Icahn’s Group May Boost Stake in Time Warner
A group led by financier Carl Icahn is considering boosting its stake in Time Warner Inc. to 10% to pressure the media giant to buy back more shares and spin off its cable division, a person familiar with Icahn’s plans said Tuesday.
The activist hedge fund group, which includes SAC Capital Advisors, Jana Partners and Franklin Mutual Advisors, disclosed this month that it had shares and options for about 2.6% of Time Warner.
A tender offer for an additional 7% or more of Time Warner could cost about $6 billion, a sum the person said could be obtained through cash and borrowing.
Time Warner shares rose 42 cents to $17.89 on Tuesday.

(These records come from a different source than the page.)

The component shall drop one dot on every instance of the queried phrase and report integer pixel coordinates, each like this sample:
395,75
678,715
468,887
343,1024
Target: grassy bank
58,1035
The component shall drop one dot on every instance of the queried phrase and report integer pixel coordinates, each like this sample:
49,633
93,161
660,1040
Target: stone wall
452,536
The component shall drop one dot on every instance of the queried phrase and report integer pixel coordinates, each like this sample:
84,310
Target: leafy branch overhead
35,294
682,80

Icahn, who is known for buying large stakes in public companies and agitating for change, wants to build a large enough position to have significant influence over Time Warner, said the person, who asked to remain anonymous.

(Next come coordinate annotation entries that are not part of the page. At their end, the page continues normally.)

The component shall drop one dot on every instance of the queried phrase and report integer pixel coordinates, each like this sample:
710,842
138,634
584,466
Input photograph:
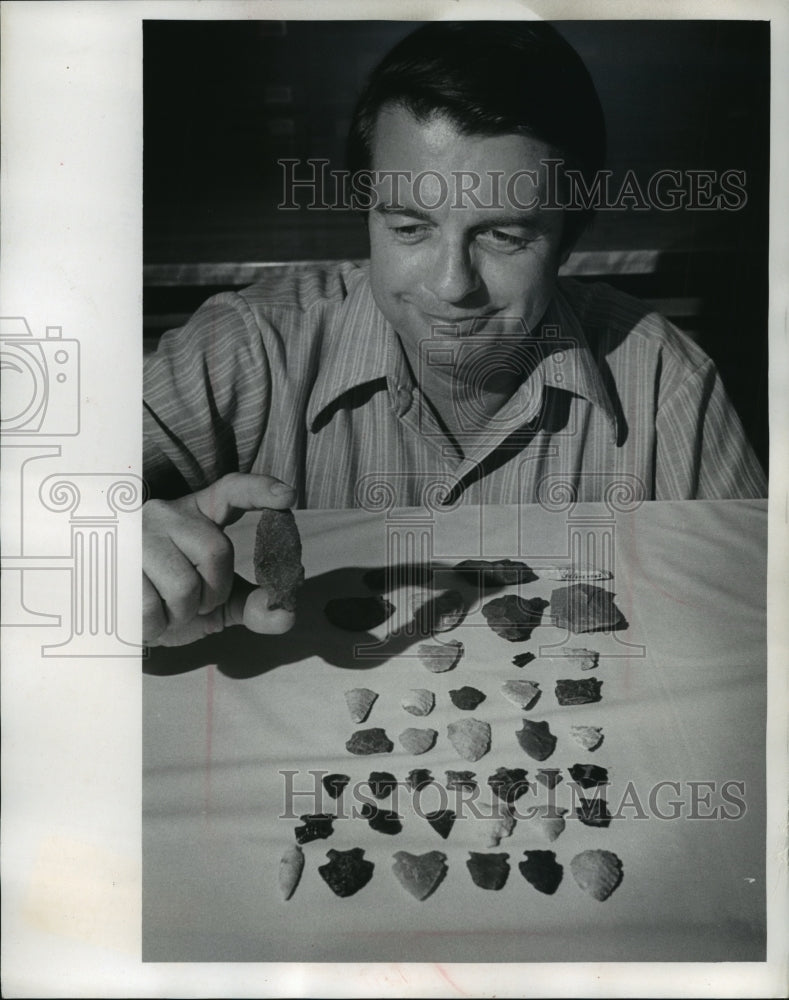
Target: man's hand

Icahn met with top executives of Time Warner two weeks ago to discuss his demands, which include a $20-billion stock buyback program and a cable division spinoff, a meeting he called “productive.”

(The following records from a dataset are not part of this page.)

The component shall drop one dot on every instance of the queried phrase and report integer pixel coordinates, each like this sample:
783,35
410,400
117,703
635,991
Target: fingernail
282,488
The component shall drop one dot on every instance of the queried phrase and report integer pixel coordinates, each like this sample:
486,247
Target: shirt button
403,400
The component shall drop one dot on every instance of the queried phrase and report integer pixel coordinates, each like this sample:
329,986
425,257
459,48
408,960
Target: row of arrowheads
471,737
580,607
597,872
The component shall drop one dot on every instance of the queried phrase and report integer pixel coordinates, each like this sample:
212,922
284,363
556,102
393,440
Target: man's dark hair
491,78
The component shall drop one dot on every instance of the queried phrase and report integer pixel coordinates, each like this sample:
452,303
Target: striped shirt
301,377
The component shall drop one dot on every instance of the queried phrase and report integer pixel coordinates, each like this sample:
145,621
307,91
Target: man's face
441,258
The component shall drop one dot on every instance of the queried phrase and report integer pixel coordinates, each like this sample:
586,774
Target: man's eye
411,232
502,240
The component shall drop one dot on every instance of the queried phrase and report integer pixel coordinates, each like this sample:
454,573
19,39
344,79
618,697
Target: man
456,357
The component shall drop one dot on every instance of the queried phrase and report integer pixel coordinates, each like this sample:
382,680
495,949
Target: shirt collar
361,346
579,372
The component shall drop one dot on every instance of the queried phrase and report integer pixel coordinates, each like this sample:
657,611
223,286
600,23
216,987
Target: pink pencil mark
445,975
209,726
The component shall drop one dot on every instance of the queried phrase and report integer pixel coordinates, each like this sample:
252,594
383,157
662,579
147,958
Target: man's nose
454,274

Icahn could not be reached for comment Tuesday. Time Warner declined to comment.
The company has already cut its debt load, virtually closed the book on several government probes of accounting troubles at its online division and initiated a program to buy back as much as $5 billion of its stock.
Icahn’s activist investor strategy is similar to the move made by billionaire investor Kirk Kerkorian at General Motors Corp. this year. Kerkorian offered to spend as much as $868 million to buy as many as 28 million GM shares at $31 each to boost his stake to nearly 9%.
Although Kerkorian fell short of his goal, his interest in GM helped propel the stock despite credit downgrades and other travails for the world’s biggest automaker. GM shares rose 41 cents to $34.45 on Tuesday.
This month, Six Flags Inc. stock soared on news that Washington Redskin owner Daniel Snyder had launched a tender offer of $6.50 each for the shares as part of an activist campaign. The company last week put itself on the block, and its shares closed at $7.03, up 5 cents, Tuesday.